Publisher: Farrar, Straus and Giroux
ISBN: 1466821604
Category : Science
Languages : en
Pages : 632
Book Description
A paleontologist awakens us to the "extinction event" that human activity is bringing about today The natural world as humans have always known it evolved close to 100 million years ago, with the appearance of flowering plants and pollinating insects during the age of the dinosaurs. Its tremendous history is now in danger of profound, catastrophic disruption. In Terra, a brilliant synthesis of evolutionary biology, paleontology, and modern environmental science, Michael Novacek shows how all three can help us understand and prevent what he (and others) call today's "mass extinction event." Humanity's use of land, our consumption, the pollution we create, and our contributions to global warming are causing this crisis.
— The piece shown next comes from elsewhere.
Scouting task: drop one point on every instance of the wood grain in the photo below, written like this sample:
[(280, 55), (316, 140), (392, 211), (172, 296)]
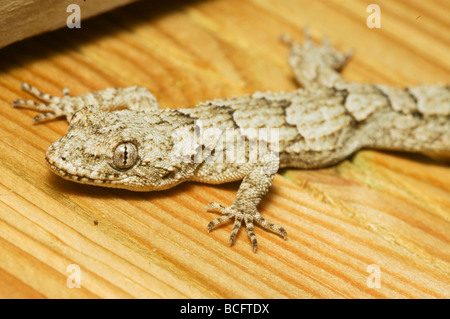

True, the fossil record of hundreds of millions of years reveals that wild and bounteous nature has always evolved not quietly but thunderously, as species arise, flourish, die off, and are replaced by new species. We learn from paleontology and archaeology that for 50,000 years, human hunting, mining, and agriculture have changed many localities, sometimes irrevocably. But today, Novacek insists, our behavior endangers the entire global ecosystem. And if we disregard—through ignorance, antipathy, or apathy—the theory of evolution that developed with our modern understanding of the Earth's past, we not only impede enlightenment but threaten any practical strategy for our own survival. The evolutionary future of the entire living planet depends on our understanding this.